Site: Kirkmadrine

Name:Kirkmadrine CISP No:KMADR
Place:Kirkmadrine Grid Ref:NX 801 4838 (GB)   Map
Parish:Stoneykirk Stones:3
County:Wigtownshire , Scotland Saint(s):Draigne ; Medran
Site Type:ecclesiastical

Site Notes

NMRS/NX4NE1: `this church, which served the medieval parish of Toskerton, stood within its walled burial-ground on a low rise 410m S of South Cairnweil farmsteading. The site is occupied by a burial-aisle of the MacTaggarts of Ardwell which incorporates some earlier masonry, most noticeably at the E end, and may preserve the ground-plan of the former church (the aisle measures 12.7m by 5.6m within walls 0.9m thick). Three Early Christian inscribed stones, and five cross-fragments which range in date from the 8th to the 12th century, found on, or near, the site, are displayed in the porch at the W end of the aisle'.

Previously unenclosed burial ground walled in 1840x1844 (Scott/1917, 355).

Craig/1997, 618: `The present burial ground is a raised mound situated on the crest of a low ridge'.

NMRS/NX04NE1: `site is a natural outcrop of rock, crowned by modern church 15' [4.5m] above surrounding fields'.

Craig/1997, 618: `Despite lack of excavation the site has produced about ten cross-slabs'.

NMRS/NX04NE1: `the old church was dedicated to St Medran of Muskerry and belonged to Whithorn Priory'.

The parish of Kirkmadrine, formerly called Toskerton, was united to Stoneykirk in 1618.

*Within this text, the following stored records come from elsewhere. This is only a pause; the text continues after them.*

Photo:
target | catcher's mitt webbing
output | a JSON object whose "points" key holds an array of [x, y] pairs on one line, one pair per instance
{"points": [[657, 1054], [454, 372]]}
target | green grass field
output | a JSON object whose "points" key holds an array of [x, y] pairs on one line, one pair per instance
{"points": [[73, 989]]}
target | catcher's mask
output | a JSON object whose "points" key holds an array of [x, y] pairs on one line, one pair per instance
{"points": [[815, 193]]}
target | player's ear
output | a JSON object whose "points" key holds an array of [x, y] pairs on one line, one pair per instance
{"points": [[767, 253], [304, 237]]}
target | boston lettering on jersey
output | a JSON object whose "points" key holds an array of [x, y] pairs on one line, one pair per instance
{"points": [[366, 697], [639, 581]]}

Watson/1926, 162--163: `Kirkmadrine, in Sorbie and Stoneykirk parishes, has the stress on -drine, which therefore represents the saint's name. No such name appears in the Calendars, but the tract on the mothers of the Irish saints...[mentions a] Draigne of Sruthair...Draigne becomes Draighne, with gh silent, in Mid. and Mod. Gaelic, and would naturally be Drine in English. Kirkmadroyn, the spelling in Macfarlane (ii. p.81) represents the Gaelic pronunciation. Kirkdrine, in Kirkmaiden parish, contains his name without the honorific mo or ma, my...[We] may take it that he was a Briton by origin, and we may suppose that he was connected with Whithorn'.